Martin Barbarič

Personal information
- Date of birth: 14 October 1970
- Place of birth: Hradec Králové, Czechoslovakia
- Date of death: 18 January 2013 (aged 42)
- Place of death: Hradec Králové, Czech Republic
- Height: 1.81 m (5 ft 11 in)
- Position: Striker

Senior career*
- Years: Team / Apps / (Gls)
- 1991–1993: Dukla Prague
- 1993–1995: FC Svit Zlín / 42 / (3)
- 1996–2000: FC Slovan Liberec / 79 / (22)
- 1998–1999: → AS Trenčín (loan) / 8 / (2)
- 2001–2002: FC Hradec Králové / 3 / (0)

= Martin Barbarič =

Czech footballer and murderer

Martin Barbarič (14 October 1970 – 18 January 2013) was a Czech professional football player who made 135 top flight appearances across the end of the Czechoslovak First League and start of the Czech First League for Dukla Prague, Svit Zlín, Slovan Liberec and FC Hradec Králové between 1991 and 2002.

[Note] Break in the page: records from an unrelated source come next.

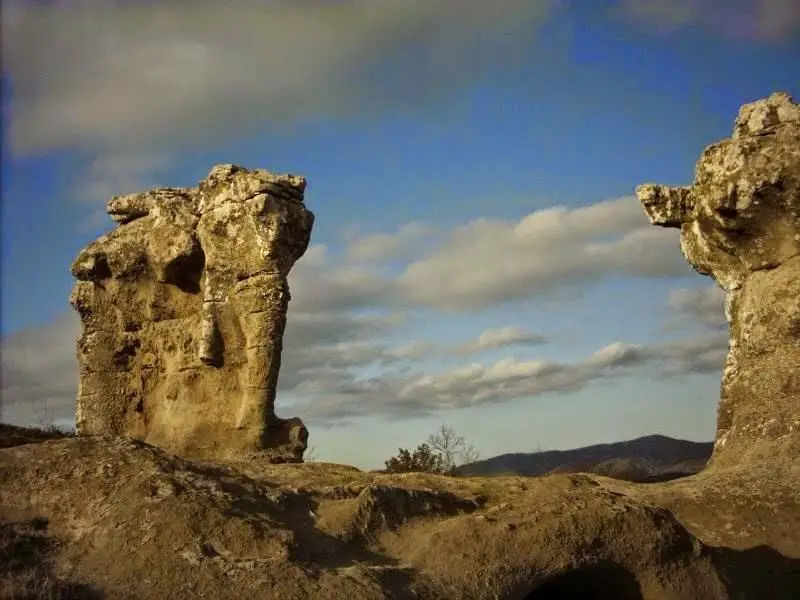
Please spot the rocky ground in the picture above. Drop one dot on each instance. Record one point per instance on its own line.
(113, 518)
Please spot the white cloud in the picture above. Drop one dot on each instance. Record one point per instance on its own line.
(486, 262)
(501, 337)
(767, 20)
(699, 306)
(379, 247)
(39, 372)
(345, 320)
(122, 81)
(413, 395)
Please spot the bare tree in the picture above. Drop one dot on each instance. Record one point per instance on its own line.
(453, 449)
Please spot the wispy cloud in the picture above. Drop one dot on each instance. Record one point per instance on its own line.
(124, 81)
(487, 262)
(764, 20)
(703, 306)
(350, 348)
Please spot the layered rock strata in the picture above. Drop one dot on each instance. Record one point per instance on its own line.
(740, 224)
(183, 307)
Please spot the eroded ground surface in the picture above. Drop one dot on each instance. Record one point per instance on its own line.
(127, 520)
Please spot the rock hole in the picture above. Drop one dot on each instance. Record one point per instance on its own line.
(186, 271)
(601, 580)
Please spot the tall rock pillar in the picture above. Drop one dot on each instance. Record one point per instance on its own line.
(740, 224)
(183, 307)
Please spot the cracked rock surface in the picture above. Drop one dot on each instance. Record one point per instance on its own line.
(740, 224)
(109, 517)
(183, 307)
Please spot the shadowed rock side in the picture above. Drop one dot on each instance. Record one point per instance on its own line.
(740, 224)
(183, 308)
(131, 520)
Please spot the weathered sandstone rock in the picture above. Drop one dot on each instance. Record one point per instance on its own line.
(119, 518)
(740, 224)
(183, 308)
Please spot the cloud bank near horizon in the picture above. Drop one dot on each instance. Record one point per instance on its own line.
(342, 358)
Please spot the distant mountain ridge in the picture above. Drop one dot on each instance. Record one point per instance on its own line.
(644, 459)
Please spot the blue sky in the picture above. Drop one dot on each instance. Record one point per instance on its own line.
(478, 258)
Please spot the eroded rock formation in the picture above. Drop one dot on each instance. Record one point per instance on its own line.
(183, 308)
(740, 224)
(124, 519)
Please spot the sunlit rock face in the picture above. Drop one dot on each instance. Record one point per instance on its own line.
(183, 307)
(740, 224)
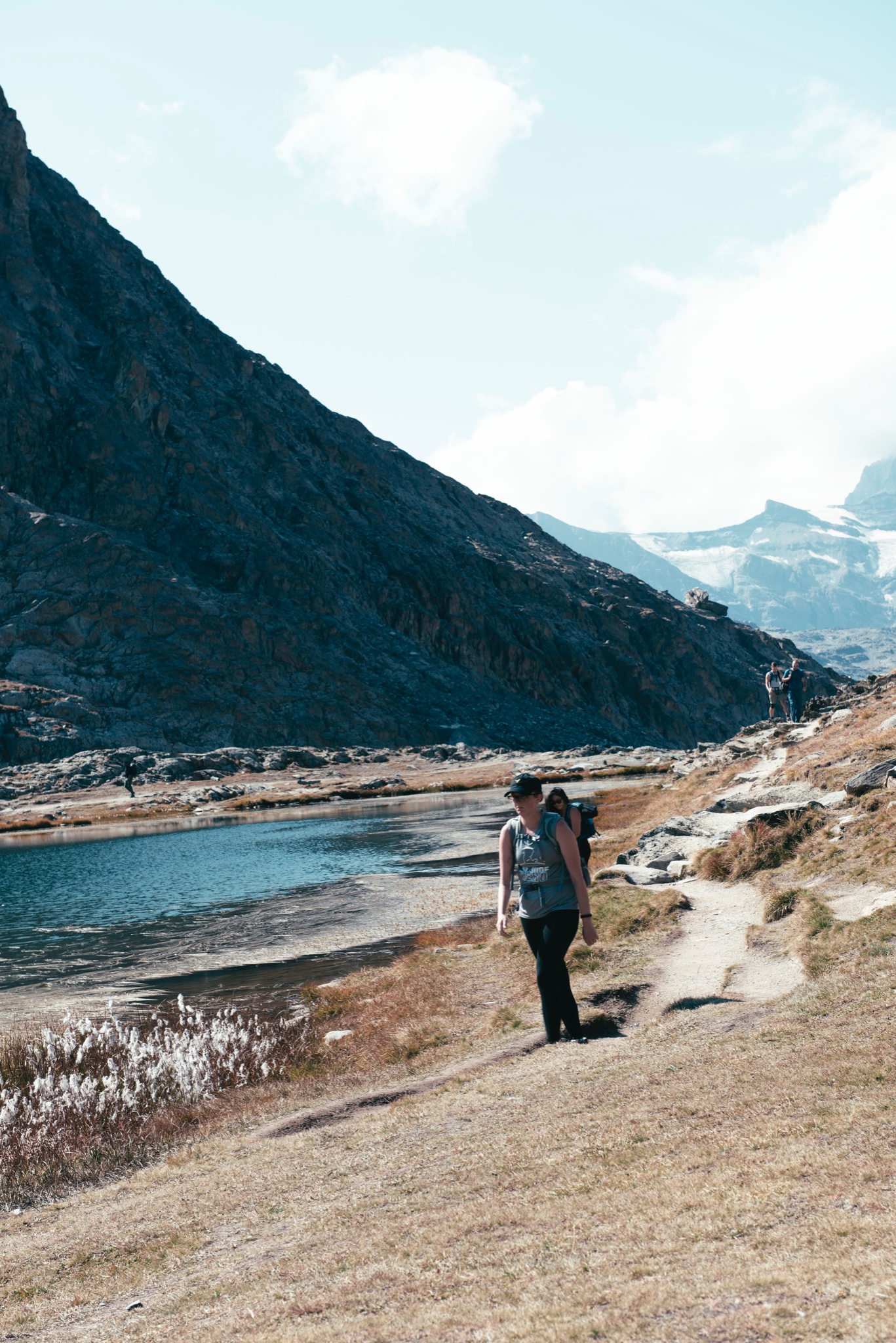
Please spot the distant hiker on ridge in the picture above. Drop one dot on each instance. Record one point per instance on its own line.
(775, 688)
(540, 848)
(796, 688)
(579, 817)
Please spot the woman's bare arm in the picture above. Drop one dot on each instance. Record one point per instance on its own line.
(505, 854)
(570, 851)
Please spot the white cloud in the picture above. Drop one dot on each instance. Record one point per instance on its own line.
(160, 109)
(777, 382)
(120, 211)
(727, 147)
(418, 134)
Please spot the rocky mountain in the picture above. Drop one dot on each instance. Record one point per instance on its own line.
(785, 569)
(198, 553)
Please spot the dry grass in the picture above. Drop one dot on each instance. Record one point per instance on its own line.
(722, 1176)
(459, 990)
(756, 847)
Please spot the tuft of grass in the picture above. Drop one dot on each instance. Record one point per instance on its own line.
(622, 911)
(779, 904)
(85, 1098)
(756, 847)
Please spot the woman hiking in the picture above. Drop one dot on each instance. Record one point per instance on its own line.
(573, 814)
(541, 849)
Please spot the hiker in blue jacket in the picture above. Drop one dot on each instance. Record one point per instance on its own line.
(539, 847)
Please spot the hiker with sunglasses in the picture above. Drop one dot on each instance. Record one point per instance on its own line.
(540, 849)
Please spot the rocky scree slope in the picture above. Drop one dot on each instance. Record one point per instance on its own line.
(197, 552)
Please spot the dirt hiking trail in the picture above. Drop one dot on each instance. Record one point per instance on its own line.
(710, 954)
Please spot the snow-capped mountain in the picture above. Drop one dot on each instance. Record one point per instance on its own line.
(786, 569)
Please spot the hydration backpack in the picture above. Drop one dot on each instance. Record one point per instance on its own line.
(587, 830)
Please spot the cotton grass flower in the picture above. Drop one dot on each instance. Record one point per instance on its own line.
(75, 1096)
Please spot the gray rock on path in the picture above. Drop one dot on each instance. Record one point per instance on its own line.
(868, 779)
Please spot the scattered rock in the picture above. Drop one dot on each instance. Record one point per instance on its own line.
(868, 779)
(700, 601)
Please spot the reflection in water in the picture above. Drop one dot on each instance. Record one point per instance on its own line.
(68, 911)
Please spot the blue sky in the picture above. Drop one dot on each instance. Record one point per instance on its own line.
(602, 317)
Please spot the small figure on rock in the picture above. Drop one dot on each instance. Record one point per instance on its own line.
(541, 849)
(130, 774)
(777, 693)
(579, 817)
(796, 688)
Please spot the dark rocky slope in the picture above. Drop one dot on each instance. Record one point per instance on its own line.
(197, 552)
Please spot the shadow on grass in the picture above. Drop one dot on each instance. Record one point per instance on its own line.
(691, 1003)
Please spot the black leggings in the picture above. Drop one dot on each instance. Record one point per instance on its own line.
(550, 939)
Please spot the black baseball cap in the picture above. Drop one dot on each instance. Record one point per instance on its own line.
(523, 786)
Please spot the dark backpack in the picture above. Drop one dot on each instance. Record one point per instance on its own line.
(587, 830)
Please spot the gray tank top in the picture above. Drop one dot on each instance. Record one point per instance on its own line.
(545, 879)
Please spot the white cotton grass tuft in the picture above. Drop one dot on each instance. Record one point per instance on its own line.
(74, 1096)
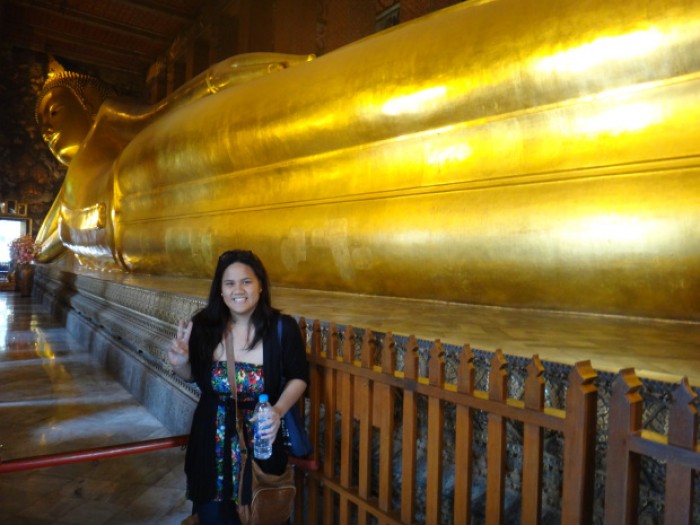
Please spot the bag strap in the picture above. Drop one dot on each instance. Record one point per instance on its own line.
(231, 371)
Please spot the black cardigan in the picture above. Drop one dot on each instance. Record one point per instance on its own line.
(200, 459)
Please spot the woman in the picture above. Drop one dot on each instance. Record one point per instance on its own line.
(238, 308)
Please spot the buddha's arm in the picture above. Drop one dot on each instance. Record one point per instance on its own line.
(51, 246)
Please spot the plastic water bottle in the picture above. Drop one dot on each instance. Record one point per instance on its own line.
(262, 448)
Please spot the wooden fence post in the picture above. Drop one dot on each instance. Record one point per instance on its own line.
(386, 421)
(436, 431)
(464, 435)
(579, 446)
(330, 403)
(364, 394)
(410, 432)
(347, 411)
(625, 418)
(496, 445)
(531, 508)
(682, 432)
(315, 393)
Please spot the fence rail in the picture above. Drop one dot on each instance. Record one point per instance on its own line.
(363, 416)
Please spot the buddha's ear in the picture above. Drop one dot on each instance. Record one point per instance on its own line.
(93, 99)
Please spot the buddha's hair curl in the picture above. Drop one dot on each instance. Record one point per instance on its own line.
(78, 84)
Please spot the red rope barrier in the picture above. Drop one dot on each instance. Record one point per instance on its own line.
(137, 447)
(54, 460)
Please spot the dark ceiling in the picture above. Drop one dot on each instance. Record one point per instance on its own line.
(121, 36)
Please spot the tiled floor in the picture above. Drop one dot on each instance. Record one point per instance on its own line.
(53, 398)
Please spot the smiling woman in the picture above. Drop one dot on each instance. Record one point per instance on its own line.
(238, 314)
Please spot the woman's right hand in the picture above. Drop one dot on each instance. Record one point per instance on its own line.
(179, 352)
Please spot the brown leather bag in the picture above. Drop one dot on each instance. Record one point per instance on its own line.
(272, 499)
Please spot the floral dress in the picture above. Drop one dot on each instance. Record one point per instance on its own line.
(249, 383)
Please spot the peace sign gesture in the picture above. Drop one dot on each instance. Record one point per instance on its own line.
(179, 352)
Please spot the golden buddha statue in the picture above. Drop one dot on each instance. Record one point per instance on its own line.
(512, 153)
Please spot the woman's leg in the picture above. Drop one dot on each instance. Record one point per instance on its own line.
(212, 513)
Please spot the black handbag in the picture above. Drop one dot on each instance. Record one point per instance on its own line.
(295, 439)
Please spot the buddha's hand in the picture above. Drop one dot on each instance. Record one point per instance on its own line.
(179, 352)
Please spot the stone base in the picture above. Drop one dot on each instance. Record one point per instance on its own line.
(127, 330)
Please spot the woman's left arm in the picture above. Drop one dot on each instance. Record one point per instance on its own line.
(293, 390)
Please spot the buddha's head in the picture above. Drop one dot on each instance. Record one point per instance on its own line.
(66, 109)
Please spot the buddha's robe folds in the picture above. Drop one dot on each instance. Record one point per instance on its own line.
(522, 153)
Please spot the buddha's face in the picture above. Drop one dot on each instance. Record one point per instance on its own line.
(64, 123)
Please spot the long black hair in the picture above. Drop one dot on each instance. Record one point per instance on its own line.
(210, 323)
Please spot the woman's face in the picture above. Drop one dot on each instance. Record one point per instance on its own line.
(64, 123)
(240, 289)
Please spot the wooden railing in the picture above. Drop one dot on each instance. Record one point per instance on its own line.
(353, 403)
(628, 442)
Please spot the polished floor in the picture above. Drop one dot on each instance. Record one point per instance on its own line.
(55, 398)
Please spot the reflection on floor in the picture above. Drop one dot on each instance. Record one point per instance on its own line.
(53, 398)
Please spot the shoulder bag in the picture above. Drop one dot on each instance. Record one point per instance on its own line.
(296, 440)
(271, 498)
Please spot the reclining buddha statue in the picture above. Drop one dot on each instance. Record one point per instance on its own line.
(517, 153)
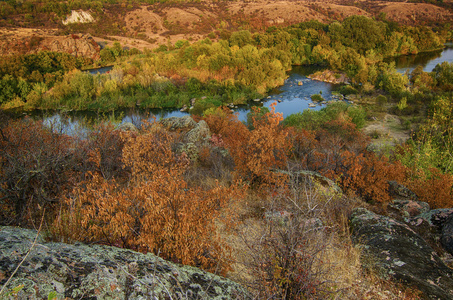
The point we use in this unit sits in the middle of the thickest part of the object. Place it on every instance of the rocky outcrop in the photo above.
(82, 271)
(396, 251)
(82, 45)
(194, 136)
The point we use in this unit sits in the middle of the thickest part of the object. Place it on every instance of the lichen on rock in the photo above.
(82, 271)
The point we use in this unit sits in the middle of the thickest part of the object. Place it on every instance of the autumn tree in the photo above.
(156, 211)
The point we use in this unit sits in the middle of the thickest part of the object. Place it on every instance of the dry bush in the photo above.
(291, 248)
(104, 148)
(155, 211)
(435, 188)
(36, 167)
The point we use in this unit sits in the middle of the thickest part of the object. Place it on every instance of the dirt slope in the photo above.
(148, 26)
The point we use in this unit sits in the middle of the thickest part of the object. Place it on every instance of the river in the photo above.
(289, 98)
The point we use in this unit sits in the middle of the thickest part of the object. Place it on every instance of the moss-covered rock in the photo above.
(396, 251)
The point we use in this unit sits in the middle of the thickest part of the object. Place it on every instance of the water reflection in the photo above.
(290, 98)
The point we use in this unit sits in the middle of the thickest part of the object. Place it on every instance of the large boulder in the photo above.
(395, 251)
(82, 271)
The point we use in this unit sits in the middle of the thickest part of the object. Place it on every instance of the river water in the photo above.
(289, 98)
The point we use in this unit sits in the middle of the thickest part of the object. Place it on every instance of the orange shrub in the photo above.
(156, 211)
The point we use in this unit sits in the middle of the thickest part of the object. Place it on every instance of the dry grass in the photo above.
(337, 269)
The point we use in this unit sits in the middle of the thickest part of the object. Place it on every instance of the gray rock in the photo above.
(397, 252)
(400, 191)
(447, 235)
(82, 271)
(409, 208)
(437, 217)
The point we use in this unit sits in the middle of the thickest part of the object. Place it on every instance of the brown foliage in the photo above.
(156, 211)
(435, 188)
(36, 167)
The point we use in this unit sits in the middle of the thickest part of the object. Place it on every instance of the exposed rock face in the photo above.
(400, 191)
(409, 208)
(101, 272)
(447, 235)
(398, 252)
(77, 45)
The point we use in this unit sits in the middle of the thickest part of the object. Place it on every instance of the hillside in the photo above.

On 11 January 2013, in a murder–suicide, Barbarič shot and killed his ex-wife in Hradec Králové. He then shot himself and was taken to the hospital in critical condition. He died a week later.

==Early life==
Barbarič was born in Hradec Králové, Czechoslovakia on 14 October 1970.

==Career==
Barbarič made his debut in the Czechoslovak First League for Dukla Prague in the 1991–92 season. He scored two goals in 11 appearances before joining Svit Zlín in 1993. There he would make 42 appearances and scored three goals in two seasons. Barbarič had his most successful spell after joining Slovan Liberec in 1996. He scored 22 goals in 79 appearances before leaving to join FC Hradec Králové in 2001. Barbarič finished his career at FC Hradec Králové where he made three appearances in the 2001–02 season.

==After football==
After retiring from his career as a professional footballer, Barbarič pursued a career as a police officer in the Police of the Czech Republic. He was also the under-11 coach for FC Hradec Králové.

==Murder of ex-wife==
Prior to Christmas 2012, Barbarič and his wife split up. On 11 January 2013, he entered the hair salon that his wife worked in Hradec Králové opposite the Regional Court and the pair had an argument. At around 2pm, Barbarič shot his ex-wife twice before shooting himself in a murder–suicide. Both Barbarič and his wife were taken to the local hospital. His ex-wife died from her injuries later that day. Barbarič died from his injuries a week later on 18 January 2013.